KIEV—Kiev and Moscow on Monday exchanged responsibility for the weekend’s shelling of Ukraine’s Zaporizhia nuclear facility, amid international alarm that the two countries’ battle for control of the nuclear power plant could spell catastrophe. and.
UN Secretary-General António Guterres has called any attack on a nuclear power plant an “suicidal act” and urged UN nuclear inspectors to enter Zaporizhia, Europe’s largest facility of its kind. asked for permission.
Russian invaders occupied southern regions of Ukraine, including Zaporizhia, in March without damaging the reactors. The area, which includes the city of Kherson, is now the target of a Ukrainian military counterattack.
Ukraine called for the demilitarization of the area around the complex and the access of the International Atomic Energy Agency, the UN’s nuclear watchdog, “hostage by shelling the plant”.
Ukraine blames Russia for the weekend’s attacks around the complex, which is still run by Ukrainian engineers. It said three radiation sensors were damaged and two workers were injured by shrapnel.
As of Monday morning, the power station appeared to still be operating, said Petro Kotin, president of Ukraine’s state-owned nuclear power company Energoatom. He said 500 Russian soldiers and 50 heavy equipment, including tanks, trucks and armored infantry vehicles, were at the scene.
Ukrainian staff at the factory had nowhere to go, he added.
Reuters was unable to independently verify the accounts on either side.
Kotin warned of the danger of shelling six containers of highly radioactive spent nuclear fuel and called on peacekeepers to run the Zaporizhzhia site. In an evening video shared online, Ukrainian President Volodymyr Zelensky called for new Western sanctions against Russia’s nuclear industry “for creating the threat of a nuclear disaster.”
Dr Mark Wenman, a nuclear expert at Imperial College London, downplayed the risk of a serious accident, saying Zaporizhia’s reactors were relatively robust and the spent fuel was well protected.
“It may seem worrying and fighting at nuclear facilities is illegal…the likelihood of a serious nuclear release is still small,” he said in a statement.
Work under the “Russian Gun”
Ukraine’s ambassador to the IAEA, Yevhenii Tsymbaliuk, said Zaporizhzhia staff “worked under the barrel of Russian guns.”
Meanwhile, Russia’s defense ministry said the Ukrainian strike damaged power lines feeding the power plant, forcing it to cut the output of two of its six reactors to “prevent chaos.” said.
Guterres said IAEA officials need access to “create the conditions for stabilization.”
“Any attack on a nuclear power plant is a suicidal act,” he said at a press conference in Japan, attending Saturday’s Hiroshima Peace Memorial Ceremony to mark the 77th anniversary of the world’s first atomic bombing.
In 1986, a nuclear reactor at the Chernobyl complex in northwestern Ukraine exploded, creating the world’s worst civilian nuclear disaster. Shortly after his February 24 invasion of this year, Russian forces occupied the site and withdrew in late March.

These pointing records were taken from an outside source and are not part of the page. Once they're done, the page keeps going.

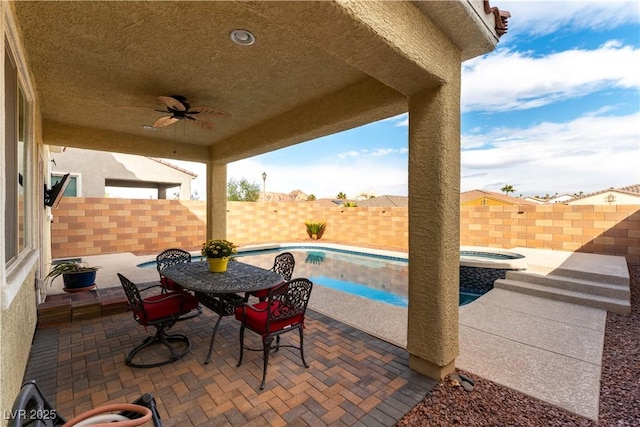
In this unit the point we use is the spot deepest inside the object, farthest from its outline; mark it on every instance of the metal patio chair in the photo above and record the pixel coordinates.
(283, 311)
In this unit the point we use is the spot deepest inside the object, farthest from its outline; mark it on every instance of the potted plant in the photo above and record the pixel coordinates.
(315, 229)
(76, 275)
(218, 252)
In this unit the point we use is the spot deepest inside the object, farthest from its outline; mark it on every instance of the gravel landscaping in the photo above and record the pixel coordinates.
(490, 404)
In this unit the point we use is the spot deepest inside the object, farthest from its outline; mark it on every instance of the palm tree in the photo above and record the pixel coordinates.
(508, 189)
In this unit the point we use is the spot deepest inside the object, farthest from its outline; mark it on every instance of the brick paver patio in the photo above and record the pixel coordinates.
(354, 379)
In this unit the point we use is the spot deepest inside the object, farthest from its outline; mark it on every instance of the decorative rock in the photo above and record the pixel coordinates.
(466, 378)
(466, 386)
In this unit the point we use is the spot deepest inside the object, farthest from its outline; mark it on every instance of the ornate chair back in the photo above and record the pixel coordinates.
(282, 312)
(283, 264)
(168, 258)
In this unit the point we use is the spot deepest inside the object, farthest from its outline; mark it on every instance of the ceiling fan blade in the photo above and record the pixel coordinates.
(164, 121)
(131, 107)
(209, 111)
(203, 123)
(172, 103)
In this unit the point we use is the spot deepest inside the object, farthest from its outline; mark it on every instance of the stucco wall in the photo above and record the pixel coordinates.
(85, 226)
(16, 330)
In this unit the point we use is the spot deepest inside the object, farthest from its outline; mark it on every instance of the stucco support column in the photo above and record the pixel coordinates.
(216, 200)
(434, 229)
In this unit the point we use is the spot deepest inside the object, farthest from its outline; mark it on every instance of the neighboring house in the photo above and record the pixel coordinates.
(92, 171)
(294, 196)
(562, 198)
(536, 200)
(629, 195)
(490, 198)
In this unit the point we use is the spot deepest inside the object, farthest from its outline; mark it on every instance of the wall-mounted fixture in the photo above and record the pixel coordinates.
(53, 196)
(242, 37)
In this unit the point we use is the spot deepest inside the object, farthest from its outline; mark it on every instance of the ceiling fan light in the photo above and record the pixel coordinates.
(242, 37)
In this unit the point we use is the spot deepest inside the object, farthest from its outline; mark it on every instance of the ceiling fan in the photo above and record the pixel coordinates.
(179, 109)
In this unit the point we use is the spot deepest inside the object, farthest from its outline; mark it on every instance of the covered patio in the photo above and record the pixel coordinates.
(354, 379)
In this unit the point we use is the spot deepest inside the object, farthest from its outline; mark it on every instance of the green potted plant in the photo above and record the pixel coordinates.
(76, 275)
(315, 229)
(218, 252)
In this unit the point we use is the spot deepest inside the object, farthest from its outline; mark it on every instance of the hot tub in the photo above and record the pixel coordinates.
(481, 266)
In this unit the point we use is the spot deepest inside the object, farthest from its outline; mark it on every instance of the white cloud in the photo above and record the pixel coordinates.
(588, 154)
(547, 17)
(346, 154)
(506, 80)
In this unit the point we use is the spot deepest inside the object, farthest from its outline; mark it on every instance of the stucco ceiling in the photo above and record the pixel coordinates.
(313, 64)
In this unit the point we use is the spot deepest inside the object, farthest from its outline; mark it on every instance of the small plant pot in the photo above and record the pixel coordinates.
(79, 280)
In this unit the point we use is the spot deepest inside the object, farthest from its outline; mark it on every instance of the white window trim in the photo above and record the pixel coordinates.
(13, 276)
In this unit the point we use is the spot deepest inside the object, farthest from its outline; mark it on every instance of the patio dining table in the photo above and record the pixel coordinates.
(220, 291)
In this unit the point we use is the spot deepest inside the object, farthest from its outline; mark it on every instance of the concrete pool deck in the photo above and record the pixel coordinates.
(547, 349)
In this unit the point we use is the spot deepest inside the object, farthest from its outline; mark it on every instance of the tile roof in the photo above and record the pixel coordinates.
(468, 196)
(633, 190)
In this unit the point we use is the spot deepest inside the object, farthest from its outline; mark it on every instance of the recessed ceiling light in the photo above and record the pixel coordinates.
(242, 37)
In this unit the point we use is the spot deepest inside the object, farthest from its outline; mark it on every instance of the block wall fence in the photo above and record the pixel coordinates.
(94, 226)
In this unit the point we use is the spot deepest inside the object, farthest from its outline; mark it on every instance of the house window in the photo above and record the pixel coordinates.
(72, 190)
(17, 218)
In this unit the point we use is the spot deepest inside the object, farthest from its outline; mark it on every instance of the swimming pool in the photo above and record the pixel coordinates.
(378, 275)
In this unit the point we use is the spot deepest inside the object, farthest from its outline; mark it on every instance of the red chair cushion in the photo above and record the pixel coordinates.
(256, 320)
(169, 304)
(261, 294)
(170, 284)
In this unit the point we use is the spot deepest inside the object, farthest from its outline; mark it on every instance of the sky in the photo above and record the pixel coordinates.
(555, 108)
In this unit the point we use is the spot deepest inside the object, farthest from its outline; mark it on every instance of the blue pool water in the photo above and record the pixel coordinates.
(377, 277)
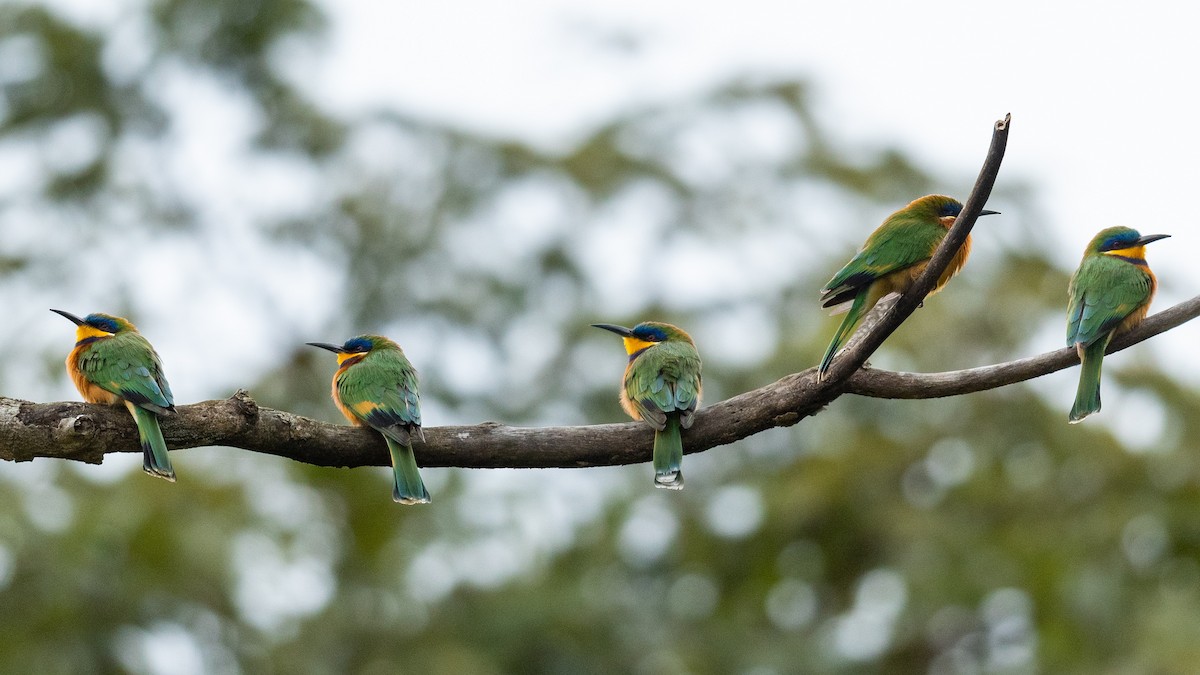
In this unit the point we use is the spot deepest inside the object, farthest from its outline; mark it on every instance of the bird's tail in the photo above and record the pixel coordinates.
(844, 330)
(1087, 396)
(669, 455)
(407, 488)
(155, 459)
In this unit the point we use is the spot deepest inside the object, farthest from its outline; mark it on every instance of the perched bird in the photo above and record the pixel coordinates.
(661, 388)
(1109, 293)
(113, 364)
(891, 261)
(376, 386)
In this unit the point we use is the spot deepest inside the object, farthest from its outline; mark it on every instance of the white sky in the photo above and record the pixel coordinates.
(1102, 95)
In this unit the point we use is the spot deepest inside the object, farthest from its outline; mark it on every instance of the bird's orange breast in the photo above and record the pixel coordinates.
(88, 389)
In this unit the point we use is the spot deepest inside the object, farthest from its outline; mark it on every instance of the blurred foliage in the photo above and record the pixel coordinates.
(978, 533)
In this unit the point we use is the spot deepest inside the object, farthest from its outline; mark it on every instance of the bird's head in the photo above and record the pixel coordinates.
(646, 334)
(1123, 242)
(355, 348)
(940, 207)
(96, 324)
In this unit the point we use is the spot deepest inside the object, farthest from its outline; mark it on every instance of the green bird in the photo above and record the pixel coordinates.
(376, 386)
(661, 388)
(1109, 293)
(889, 262)
(114, 365)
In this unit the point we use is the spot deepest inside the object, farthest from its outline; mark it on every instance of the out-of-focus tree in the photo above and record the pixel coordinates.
(161, 162)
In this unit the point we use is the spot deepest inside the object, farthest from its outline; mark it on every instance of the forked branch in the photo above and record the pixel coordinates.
(87, 432)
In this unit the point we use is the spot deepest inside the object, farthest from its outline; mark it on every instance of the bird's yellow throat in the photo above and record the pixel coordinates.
(1135, 252)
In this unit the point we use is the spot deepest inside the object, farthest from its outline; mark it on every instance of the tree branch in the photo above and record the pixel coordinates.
(858, 351)
(87, 432)
(887, 384)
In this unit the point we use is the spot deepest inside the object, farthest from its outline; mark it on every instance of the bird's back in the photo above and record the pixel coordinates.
(1107, 292)
(124, 365)
(382, 392)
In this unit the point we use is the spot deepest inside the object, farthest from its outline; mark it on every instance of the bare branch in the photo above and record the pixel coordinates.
(87, 432)
(887, 384)
(856, 354)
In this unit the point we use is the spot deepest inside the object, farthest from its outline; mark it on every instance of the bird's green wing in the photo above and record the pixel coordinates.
(127, 365)
(382, 390)
(663, 380)
(895, 245)
(1103, 292)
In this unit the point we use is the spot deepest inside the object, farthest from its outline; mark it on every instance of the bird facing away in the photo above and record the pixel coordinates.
(889, 262)
(661, 388)
(113, 364)
(376, 386)
(1109, 293)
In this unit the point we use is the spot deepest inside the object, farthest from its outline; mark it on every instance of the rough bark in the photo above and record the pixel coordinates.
(87, 432)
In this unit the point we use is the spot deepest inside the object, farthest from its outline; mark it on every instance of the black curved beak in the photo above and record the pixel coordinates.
(618, 329)
(335, 348)
(70, 317)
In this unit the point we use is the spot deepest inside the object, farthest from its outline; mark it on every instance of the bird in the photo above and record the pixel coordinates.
(891, 261)
(663, 388)
(376, 386)
(113, 364)
(1108, 294)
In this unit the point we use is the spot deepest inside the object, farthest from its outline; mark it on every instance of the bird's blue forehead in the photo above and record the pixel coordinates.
(649, 333)
(951, 209)
(101, 322)
(1121, 239)
(355, 345)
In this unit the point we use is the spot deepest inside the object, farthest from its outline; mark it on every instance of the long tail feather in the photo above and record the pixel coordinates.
(669, 455)
(407, 487)
(1087, 396)
(844, 332)
(155, 459)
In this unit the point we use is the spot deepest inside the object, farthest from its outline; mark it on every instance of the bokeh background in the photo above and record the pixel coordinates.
(484, 180)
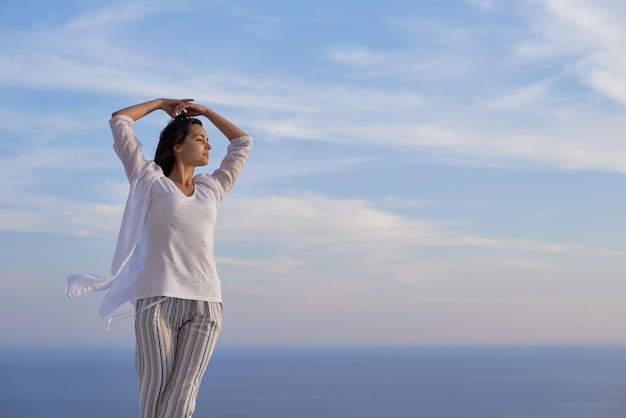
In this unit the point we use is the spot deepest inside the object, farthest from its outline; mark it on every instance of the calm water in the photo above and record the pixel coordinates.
(555, 382)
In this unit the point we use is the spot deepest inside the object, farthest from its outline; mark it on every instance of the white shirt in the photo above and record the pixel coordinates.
(190, 271)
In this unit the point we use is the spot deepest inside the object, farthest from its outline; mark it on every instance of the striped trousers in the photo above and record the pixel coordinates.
(174, 342)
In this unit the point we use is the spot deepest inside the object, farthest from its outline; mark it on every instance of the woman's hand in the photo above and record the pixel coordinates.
(191, 109)
(175, 106)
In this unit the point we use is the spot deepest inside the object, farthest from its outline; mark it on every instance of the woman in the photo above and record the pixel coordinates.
(164, 261)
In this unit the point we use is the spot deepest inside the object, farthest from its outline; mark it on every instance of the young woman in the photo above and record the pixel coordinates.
(164, 261)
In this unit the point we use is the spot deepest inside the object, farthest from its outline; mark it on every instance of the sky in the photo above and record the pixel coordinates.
(424, 172)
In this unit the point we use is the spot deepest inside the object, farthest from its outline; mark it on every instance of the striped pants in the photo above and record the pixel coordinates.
(175, 340)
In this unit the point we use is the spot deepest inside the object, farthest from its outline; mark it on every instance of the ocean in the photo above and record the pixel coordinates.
(420, 382)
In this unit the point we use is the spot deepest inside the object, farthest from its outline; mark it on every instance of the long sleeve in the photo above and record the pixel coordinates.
(127, 146)
(232, 164)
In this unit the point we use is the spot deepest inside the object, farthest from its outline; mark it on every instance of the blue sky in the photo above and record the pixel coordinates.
(424, 172)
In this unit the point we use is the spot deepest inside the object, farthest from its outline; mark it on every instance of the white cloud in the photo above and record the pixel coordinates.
(591, 33)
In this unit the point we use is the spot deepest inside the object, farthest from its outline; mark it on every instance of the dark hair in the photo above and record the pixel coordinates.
(174, 133)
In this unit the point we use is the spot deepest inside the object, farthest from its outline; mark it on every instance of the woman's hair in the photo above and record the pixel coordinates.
(174, 133)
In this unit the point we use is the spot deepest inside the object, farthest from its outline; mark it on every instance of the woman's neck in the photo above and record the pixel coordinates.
(182, 176)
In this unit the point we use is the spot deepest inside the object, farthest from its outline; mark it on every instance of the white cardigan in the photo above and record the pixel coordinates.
(129, 257)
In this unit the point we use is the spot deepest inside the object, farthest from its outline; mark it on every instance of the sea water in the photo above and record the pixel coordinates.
(419, 382)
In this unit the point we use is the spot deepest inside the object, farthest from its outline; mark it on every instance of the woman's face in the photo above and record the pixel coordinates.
(194, 151)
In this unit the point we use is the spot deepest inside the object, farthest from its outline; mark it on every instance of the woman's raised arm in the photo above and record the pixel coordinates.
(170, 106)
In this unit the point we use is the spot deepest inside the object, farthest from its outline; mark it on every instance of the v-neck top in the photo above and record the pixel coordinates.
(165, 242)
(180, 260)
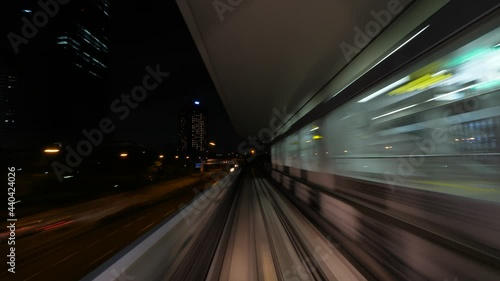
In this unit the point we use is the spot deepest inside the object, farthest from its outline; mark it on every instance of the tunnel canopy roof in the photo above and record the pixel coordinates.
(280, 56)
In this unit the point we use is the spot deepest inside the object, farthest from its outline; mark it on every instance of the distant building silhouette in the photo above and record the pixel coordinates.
(193, 129)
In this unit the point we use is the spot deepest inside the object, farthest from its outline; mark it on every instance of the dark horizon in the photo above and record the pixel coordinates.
(56, 102)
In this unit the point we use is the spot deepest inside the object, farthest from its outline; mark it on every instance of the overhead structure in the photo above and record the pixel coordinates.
(282, 58)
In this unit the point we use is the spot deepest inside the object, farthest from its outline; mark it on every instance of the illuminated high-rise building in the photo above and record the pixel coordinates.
(9, 96)
(193, 129)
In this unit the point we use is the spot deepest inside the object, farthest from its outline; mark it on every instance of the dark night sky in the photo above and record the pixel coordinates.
(152, 32)
(142, 33)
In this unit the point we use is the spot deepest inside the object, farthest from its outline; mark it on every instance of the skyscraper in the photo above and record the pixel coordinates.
(193, 129)
(8, 106)
(63, 69)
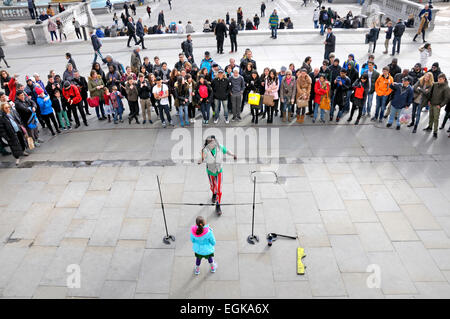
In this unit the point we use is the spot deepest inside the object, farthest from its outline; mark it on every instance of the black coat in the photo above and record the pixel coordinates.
(7, 132)
(330, 42)
(221, 31)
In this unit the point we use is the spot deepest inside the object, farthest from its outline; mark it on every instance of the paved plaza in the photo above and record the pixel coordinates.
(360, 198)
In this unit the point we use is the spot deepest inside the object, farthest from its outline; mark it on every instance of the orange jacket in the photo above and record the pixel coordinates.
(382, 85)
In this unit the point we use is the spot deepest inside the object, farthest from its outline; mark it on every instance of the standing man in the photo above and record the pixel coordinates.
(32, 9)
(263, 9)
(237, 90)
(439, 95)
(188, 49)
(398, 31)
(161, 19)
(273, 23)
(233, 31)
(77, 27)
(388, 36)
(96, 45)
(221, 33)
(372, 76)
(330, 43)
(131, 31)
(140, 33)
(213, 153)
(403, 97)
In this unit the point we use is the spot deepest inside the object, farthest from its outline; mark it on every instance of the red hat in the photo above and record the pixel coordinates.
(39, 90)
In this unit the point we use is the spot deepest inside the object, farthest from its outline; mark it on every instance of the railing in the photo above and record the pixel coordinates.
(395, 9)
(39, 34)
(22, 13)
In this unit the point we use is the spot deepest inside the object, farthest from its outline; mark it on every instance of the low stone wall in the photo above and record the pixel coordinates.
(395, 9)
(39, 34)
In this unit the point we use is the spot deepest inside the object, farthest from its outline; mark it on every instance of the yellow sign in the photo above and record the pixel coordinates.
(300, 266)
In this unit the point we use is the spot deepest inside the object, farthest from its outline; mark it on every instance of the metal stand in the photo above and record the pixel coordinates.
(167, 238)
(252, 239)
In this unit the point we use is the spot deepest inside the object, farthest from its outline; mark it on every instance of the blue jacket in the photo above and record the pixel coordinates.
(139, 29)
(207, 64)
(203, 243)
(403, 97)
(45, 105)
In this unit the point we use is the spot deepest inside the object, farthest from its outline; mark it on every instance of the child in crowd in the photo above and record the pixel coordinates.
(203, 241)
(108, 107)
(61, 111)
(116, 102)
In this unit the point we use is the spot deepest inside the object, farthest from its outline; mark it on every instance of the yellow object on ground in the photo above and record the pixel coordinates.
(300, 266)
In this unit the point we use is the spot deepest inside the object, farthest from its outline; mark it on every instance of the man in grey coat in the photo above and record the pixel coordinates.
(237, 89)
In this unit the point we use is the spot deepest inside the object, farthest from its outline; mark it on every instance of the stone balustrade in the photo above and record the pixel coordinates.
(395, 9)
(22, 13)
(39, 34)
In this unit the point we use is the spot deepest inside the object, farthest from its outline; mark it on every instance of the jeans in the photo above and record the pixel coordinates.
(97, 53)
(236, 99)
(205, 108)
(274, 32)
(368, 104)
(183, 113)
(286, 104)
(417, 109)
(164, 109)
(395, 113)
(316, 110)
(396, 43)
(102, 110)
(381, 105)
(224, 104)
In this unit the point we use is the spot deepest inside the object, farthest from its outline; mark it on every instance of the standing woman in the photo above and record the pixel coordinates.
(10, 130)
(95, 87)
(425, 53)
(263, 79)
(422, 90)
(373, 37)
(181, 94)
(203, 93)
(4, 80)
(288, 87)
(302, 94)
(192, 100)
(2, 57)
(132, 97)
(51, 27)
(321, 89)
(271, 86)
(422, 27)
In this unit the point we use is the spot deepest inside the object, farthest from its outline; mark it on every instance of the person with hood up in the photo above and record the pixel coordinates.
(203, 241)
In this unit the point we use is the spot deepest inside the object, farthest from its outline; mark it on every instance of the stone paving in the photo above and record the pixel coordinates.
(354, 196)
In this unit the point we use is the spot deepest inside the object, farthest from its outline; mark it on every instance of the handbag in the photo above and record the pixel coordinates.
(254, 98)
(325, 102)
(30, 142)
(302, 103)
(93, 101)
(268, 100)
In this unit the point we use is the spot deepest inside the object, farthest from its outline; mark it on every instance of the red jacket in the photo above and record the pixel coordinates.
(72, 94)
(319, 91)
(12, 89)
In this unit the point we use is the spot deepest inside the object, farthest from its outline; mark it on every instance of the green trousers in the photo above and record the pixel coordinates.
(65, 123)
(434, 117)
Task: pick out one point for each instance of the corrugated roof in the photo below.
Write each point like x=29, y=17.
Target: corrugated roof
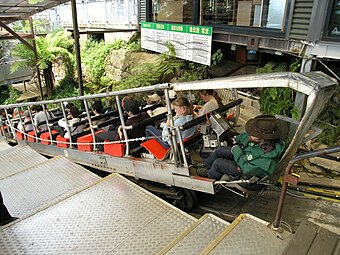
x=13, y=10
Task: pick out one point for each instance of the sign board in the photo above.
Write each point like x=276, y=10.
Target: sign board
x=190, y=42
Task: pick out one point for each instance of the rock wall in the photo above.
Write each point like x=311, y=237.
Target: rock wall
x=119, y=63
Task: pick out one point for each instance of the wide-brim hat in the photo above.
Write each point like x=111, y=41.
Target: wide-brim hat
x=154, y=98
x=266, y=127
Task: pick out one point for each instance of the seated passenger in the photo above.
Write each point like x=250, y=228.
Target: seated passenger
x=23, y=126
x=162, y=109
x=184, y=113
x=40, y=117
x=134, y=116
x=96, y=109
x=255, y=152
x=211, y=99
x=74, y=113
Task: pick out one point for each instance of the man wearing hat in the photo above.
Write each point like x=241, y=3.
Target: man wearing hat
x=254, y=153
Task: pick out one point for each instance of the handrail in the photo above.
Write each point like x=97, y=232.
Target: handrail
x=203, y=118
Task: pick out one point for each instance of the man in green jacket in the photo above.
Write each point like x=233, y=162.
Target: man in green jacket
x=254, y=153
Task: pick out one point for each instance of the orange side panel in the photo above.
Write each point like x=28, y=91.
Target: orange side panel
x=86, y=139
x=46, y=136
x=20, y=136
x=155, y=148
x=115, y=149
x=29, y=138
x=62, y=139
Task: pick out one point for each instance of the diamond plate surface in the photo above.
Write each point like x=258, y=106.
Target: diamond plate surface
x=4, y=146
x=97, y=220
x=200, y=237
x=40, y=186
x=19, y=159
x=250, y=237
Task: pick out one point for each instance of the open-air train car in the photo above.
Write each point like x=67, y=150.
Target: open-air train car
x=173, y=174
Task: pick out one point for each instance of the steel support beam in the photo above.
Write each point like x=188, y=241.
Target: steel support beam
x=77, y=47
x=36, y=58
x=9, y=30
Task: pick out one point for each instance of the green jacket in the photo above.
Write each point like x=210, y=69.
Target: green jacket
x=252, y=160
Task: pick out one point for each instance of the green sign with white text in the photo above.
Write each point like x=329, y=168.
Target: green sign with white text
x=190, y=42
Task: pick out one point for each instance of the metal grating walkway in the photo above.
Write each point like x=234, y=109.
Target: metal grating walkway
x=198, y=237
x=248, y=235
x=65, y=209
x=17, y=159
x=43, y=185
x=4, y=146
x=114, y=216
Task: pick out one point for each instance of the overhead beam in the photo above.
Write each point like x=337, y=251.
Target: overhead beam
x=77, y=46
x=4, y=5
x=9, y=30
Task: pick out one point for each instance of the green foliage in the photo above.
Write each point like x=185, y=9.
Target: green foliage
x=41, y=26
x=94, y=55
x=67, y=88
x=197, y=71
x=8, y=95
x=278, y=100
x=329, y=120
x=49, y=48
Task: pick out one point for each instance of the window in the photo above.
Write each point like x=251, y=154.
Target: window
x=172, y=11
x=334, y=29
x=254, y=13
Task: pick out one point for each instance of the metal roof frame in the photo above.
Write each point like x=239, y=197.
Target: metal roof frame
x=14, y=10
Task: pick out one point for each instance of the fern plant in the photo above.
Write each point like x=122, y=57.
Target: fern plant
x=54, y=46
x=278, y=100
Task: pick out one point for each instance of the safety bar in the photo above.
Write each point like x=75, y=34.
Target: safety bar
x=203, y=118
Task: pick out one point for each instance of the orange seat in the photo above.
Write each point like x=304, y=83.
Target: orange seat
x=20, y=135
x=156, y=148
x=62, y=142
x=31, y=136
x=114, y=149
x=46, y=137
x=86, y=139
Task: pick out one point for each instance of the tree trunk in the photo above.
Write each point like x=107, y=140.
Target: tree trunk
x=49, y=80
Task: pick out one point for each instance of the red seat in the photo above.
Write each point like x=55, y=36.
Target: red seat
x=46, y=137
x=156, y=148
x=86, y=139
x=31, y=136
x=20, y=135
x=62, y=142
x=114, y=149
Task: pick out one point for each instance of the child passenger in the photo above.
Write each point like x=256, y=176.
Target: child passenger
x=255, y=152
x=184, y=113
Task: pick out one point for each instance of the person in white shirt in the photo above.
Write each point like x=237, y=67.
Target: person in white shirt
x=74, y=112
x=211, y=99
x=23, y=126
x=40, y=117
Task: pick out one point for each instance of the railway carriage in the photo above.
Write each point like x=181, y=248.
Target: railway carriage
x=170, y=172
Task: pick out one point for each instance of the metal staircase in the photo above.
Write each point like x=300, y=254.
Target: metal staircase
x=65, y=209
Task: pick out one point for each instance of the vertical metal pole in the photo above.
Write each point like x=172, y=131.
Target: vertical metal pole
x=172, y=132
x=32, y=122
x=67, y=126
x=90, y=121
x=77, y=47
x=47, y=122
x=122, y=121
x=23, y=131
x=9, y=124
x=36, y=58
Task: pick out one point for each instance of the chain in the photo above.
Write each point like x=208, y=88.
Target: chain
x=88, y=143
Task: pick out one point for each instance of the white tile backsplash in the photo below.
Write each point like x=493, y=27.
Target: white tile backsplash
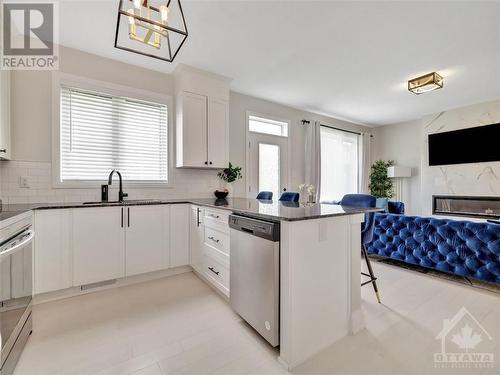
x=185, y=184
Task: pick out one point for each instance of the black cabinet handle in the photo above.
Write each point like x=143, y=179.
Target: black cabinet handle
x=213, y=239
x=214, y=271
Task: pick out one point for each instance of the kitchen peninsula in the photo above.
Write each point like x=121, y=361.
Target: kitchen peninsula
x=320, y=293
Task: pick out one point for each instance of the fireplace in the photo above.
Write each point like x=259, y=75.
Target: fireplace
x=470, y=206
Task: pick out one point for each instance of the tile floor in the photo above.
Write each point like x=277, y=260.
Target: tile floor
x=178, y=325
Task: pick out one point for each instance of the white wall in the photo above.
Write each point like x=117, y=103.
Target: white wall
x=406, y=143
x=32, y=125
x=402, y=143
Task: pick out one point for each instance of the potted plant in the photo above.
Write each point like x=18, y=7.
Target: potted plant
x=381, y=185
x=229, y=175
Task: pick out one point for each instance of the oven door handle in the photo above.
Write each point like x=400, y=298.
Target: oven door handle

Ukraine says it is planning a major counterattack around Kherson and has already recaptured dozens of villages.
Ukrainian forces are also fighting to retake an area in the north near Kharkiv, where Russian forces began shelling on Monday, the Ukrainian chief of staff said.
In the Donetsk region of Ukraine, where pro-Moscow separatists occupied territory after the Kremlin annexed Crimea to the south in 2014, Russia “used all available firepower … to inflict maximum losses on Ukrainian forces. to prevent them from strengthening other areas.” General staff added.
Washington has stepped up its financial aid and military spending to Ukraine, announcing $4.5 billion in budget support and $1 billion in weapons, including long-range rockets and armored medical transport vehicles. Overall, the US donated more than $18 billion of hers to Ukraine this year.
Meanwhile, Russia’s foreign ministry told the US it was suspending inspection activities under the START nuclear arms control treaty, but said Russia remained committed to the treaty’s provisions.
Grain exports pick up
Adding weight to a rare diplomatic success since the war began, the deal to unblock Ukrainian food exports and alleviate global shortages will see two ships carrying about 59,000 tons of corn and soybeans. Grain ships picked up the pace when they set sail from Ukrainian Black Sea ports.
A July 22 grain export deal brokered by Turkey and the United Nations further added that the two parties had issued a procedure that included a 10-nautical-mile military exclusion zone for merchant ships carrying Ukrainian grain, according to documents seen by Reuters. backed up.
Before the invasion, Russia and Ukraine together accounted for almost one-third of world wheat exports.
Russia has said it is conducting a “special military operation” in Ukraine to eliminate nationalists and protect Russian-speaking communities. Ukraine and the West describe Russia’s actions as a gratuitous war of aggression.